Making some sacrifices now will help millennials save for a deposit
WHILE generation X consumers, who are between 31 and 45 years old, are still driving the property market in most sectors, it is the up-andcoming millennials who are the future home buying force.
However, this generation, 30 and younger, have some challenges to face in the current market, says regional director and chief executive of RE/MAX of Southern Africa, Adrian Goslett.
“Many people in this age group are in the process of starting their careers and have large student debts to pay off. It may take some time to get on their feet and build up the necessary savings to buy their first property.
“Saving for a home while paying rent and making student loan payments can be daunting. Although it might be impossible for some at this stage, for others it could be a matter of having the discipline to make certain sacrifices and set aside money rather than spend it,” says Goslett.
“For most millennials, as with first- time buyers, the biggest hurdle to overcome is getting together the money for the deposit, especially considering that banks are now asking applicants for between 10 and 30 percent of the property’s asking price to qualify for finance.”

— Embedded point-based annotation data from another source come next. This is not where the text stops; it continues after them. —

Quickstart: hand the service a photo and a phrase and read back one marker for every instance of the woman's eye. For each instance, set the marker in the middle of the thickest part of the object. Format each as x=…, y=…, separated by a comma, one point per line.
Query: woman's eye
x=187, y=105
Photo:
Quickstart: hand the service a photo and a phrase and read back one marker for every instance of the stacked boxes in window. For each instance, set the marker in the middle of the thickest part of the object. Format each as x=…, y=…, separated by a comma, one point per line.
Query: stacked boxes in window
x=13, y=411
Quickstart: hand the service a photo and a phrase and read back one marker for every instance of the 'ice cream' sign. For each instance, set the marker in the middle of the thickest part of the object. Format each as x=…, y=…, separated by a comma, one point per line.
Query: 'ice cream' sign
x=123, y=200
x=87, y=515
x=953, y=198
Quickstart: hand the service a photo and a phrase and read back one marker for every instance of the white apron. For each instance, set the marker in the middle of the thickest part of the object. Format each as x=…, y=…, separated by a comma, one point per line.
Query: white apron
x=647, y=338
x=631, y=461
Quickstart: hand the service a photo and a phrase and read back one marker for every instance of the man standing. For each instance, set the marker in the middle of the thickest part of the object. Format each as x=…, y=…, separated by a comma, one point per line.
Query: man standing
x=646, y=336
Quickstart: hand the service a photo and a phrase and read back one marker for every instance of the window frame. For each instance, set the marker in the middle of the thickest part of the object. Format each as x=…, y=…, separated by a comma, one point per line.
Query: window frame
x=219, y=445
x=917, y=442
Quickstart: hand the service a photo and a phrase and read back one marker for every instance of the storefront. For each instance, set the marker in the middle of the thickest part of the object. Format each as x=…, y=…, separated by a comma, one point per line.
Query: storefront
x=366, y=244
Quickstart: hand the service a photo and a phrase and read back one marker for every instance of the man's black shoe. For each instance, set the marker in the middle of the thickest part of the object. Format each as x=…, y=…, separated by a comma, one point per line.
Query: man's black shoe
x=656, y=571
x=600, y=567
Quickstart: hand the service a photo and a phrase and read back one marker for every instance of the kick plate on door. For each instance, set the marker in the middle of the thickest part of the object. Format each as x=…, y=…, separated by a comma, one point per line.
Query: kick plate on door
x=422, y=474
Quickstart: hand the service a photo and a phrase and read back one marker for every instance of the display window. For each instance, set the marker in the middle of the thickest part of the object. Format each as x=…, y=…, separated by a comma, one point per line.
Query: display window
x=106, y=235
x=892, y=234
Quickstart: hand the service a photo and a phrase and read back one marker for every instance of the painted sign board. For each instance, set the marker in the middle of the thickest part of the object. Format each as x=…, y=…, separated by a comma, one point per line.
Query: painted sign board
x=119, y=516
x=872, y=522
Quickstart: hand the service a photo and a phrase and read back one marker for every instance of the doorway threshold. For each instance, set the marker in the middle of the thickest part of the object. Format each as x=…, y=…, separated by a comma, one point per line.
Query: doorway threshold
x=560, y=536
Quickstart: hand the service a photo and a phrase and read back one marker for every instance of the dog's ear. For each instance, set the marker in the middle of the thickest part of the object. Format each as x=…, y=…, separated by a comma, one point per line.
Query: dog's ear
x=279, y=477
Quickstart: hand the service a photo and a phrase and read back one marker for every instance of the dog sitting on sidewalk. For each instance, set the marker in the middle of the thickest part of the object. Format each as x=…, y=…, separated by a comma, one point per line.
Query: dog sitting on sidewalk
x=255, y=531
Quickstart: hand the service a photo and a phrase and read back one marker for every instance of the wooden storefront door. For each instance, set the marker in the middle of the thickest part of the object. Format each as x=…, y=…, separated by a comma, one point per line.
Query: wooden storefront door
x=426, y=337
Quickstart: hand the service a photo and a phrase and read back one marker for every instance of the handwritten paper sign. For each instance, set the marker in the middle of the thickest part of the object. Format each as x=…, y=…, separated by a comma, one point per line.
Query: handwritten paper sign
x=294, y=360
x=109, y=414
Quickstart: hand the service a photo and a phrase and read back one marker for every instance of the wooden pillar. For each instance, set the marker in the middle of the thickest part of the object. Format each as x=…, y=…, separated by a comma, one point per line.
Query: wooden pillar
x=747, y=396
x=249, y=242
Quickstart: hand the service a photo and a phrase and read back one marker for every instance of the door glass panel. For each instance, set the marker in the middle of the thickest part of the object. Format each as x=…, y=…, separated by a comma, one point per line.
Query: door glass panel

According to Betterlife bond application statistics, the average deposit percentage required by first-time buyers during June was 21.17 percent. Considering that the average purchase price was approximately R860 000, the deposit amount required is around R182 000.
Goslett says the best way to accomplish big goals is by starting small and remaining consistent. While the thought of saving an amount as large as R182 000 may seem like a massive task for a younger buyer, it can be achieved by breaking the amount down into smaller, more manageable goals.
“Even if you just start out setting aside small initial amounts – just get started and the sooner, the better,” says Goslett.
“The amount can be increased at a later stage, but it’s important to get started and remain consistent, putting money aside every month.”
He says the best way to set a monthly savings goal is to find the difference between your current rental payment and the estimated bond repayment, which should include other monthly costs such as bond insurance, homeowner insurance, rates and levies. If possible, the difference should be set aside as savings.
If you can meet your savings goal consistently, then you will know that you are in a position to buy within your budget. If you are struggling to meet your monthly savings goals, you might need to adjust your housing budget to what you can realistically afford.
“It’s important to be reminded of why you are doing without certain things, and putting away savings. A visual image will be a daily reminder of the end goal,” Goslett says.
The first place to look for savings is the property you are renting. Goslett says that if the rental is more than 30 percent of your monthly income, then it is too much.
“Finding more savings will require you to assess your current spending and scrutinise every expense. There are a number of ways to cut back on spending, it just takes some creativity,” says Goslett.
“There is the concern that while millennials are building their savings, rising home prices and interest rates will make it more and more difficult for them to get on to the property ladder.
“Although there is merit to the concern, it is best not to rush into buying property until you are completely ready. Even if it means paying a slightly higher price at a higher interest rate, it is best to have a solid financial foundation and be confident that you can make the commitment that homeownership requires,” Goslett says.